Steward Health Care System eliminated the security staff at four of its Massachusetts hospitals earlier this month, outsourcing about 50 jobs to a New Jersey-based contractor with connections to Steward’s parent company. The hospital guards, several of whom had been on staff for more than 20 years, trained some of the workers who replaced them under the new company.
Most of the Steward guards at Quincy Medical Center, Merrimack Valley Hospital in Haverhill, Holy Family Hospital in Methuen, and Saint Anne’s Hospital in Fall River were told they could reapply for a job with the new contractor, APG Security. Many declined to do so because it meant taking a pay cut of as much as $10 an hour, according to several former guards.
Steward said the action was taken to cut costs at a time when insurers are reducing payments to doctors and hospitals, forcing the health care provider “to do more with less.”
“Steward is a health care company, not a security company,” Steward Hospitals president Joshua Putter wrote in a letter to the for-profit chain’s executives. Outsourcing security jobs “allows us to continue to invest in clinical staff, clinical technology, and facilities so our patients continue to receive world class health care in their community,” he said.

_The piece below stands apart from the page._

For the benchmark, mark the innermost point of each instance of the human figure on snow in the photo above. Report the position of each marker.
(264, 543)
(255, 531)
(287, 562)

Steward guards said they found out they were being replaced, effective immediately, the morning of Jan. 7. Sheena Duval, 23, a Quincy Medical guard who earned $16.30 an hour, said she was on her way to work when she received a voice message on her phone telling her that she had been let go. Duval, who was not technically full time but worked about 40 hours a week, said she was not offered a job with APG. Even if she had been, Duval said, she could not afford to accept the $12-an-hour rate her colleagues were told to expect.
‘I didn’t expect a phone call 10 minutes before my shift started.’
“I was pretty upset,” Duval said when she heard the news. “I didn’t expect a phone call 10 minutes before my shift started.”
Several APG employees were already working at the hospitals and had been trained by the guards they would eventually replace, said former Quincy Medical guard Mike Mac Pherson, who made as much as $21 an hour for weekend shifts. Mac Pherson said APG did not offer him a security job.
None of the Quincy staff guards, about 12 of them, took a security job with APG, Mac Pherson said, although one accepted a position as a shuttle driver. That means the new guards do not have any veterans to train them for work that includes taking bodies to the hospital morgue and restraining psychiatric patients, he said. “If you have inexperienced people, patients can get hurt,” Mac Pherson.
APG declined to comment.
The company was selected because of its expertise in health care, particularly behavioral health, said Steward spokesman Chris Murphy, who added that many US hospitals contract out security work. Steward’s parent company, New York private equity firm Cerberus Capital Management, also has a connection to the new security contractor, according to APG’s website. Tucker Quayle, APG’s managing partner, is the son of former vice president Dan Quayle, who is a senior executive at Cerberus.
Steward Health Care System was formed by Cerberus in 2010 to run the six Caritas Christi Health Care hospitals. Since then, it has expanded the network to 11 hospitals in Eastern Massachusetts. The company’s model is built on offering lower-cost medical care with an emphasis on efficiency and innovation.
Three Steward hospitals had contract security guards before the health care company acquired them, Murphy said. At the four remaining hospitals, the guards are unionized.
Guards at Holy Family had heard they might be replaced and started organizing a union campaign, they said. The day they were let go, the guards had planned to send Steward notification about the union.
Holy Family security workers were offered new jobs at their current salaries, although APG said it could lower their pay for any reason, according to a guard who took a job with APG and asked to remain anonymous to avoid retribution. The guard was told he could keep his old health insurance, he said, but his 32 days a year of vacation, sick, and personal time were reduced to five paid days off.
More companies have been outsourcing janitorial and security in recent years to reduce expenses. Three Boston-area Hyatt hotels fired all 100 of their staff housekeepers in 2009 and replaced them with contract workers earning about half their salaries. The housekeepers were offered jobs with the new company, but only a handful accepted.
A bill sponsored by state Senator Sonia Chang-Diaz, a Boston Democrat, would keep contract workers from immediately losing their jobs if a new vendor takes over, but it does not apply to in-house staff whose positions are outsourced. The legislation would require the new employer to offer existing workers — including janitorial, maintenance, security, or aviation services employees — the opportunity to keep their position for at least 90 days.
“Whenever this happens in Massachusetts, it causes real problems — obviously for the workers’ families, but also for Massachusetts taxpayers,” Chang-Diaz said in a statement. “Laying off workers for no reason related to their performance, with only a day or two’s notice, places a totally unnecessary strain on our public assistance programs.”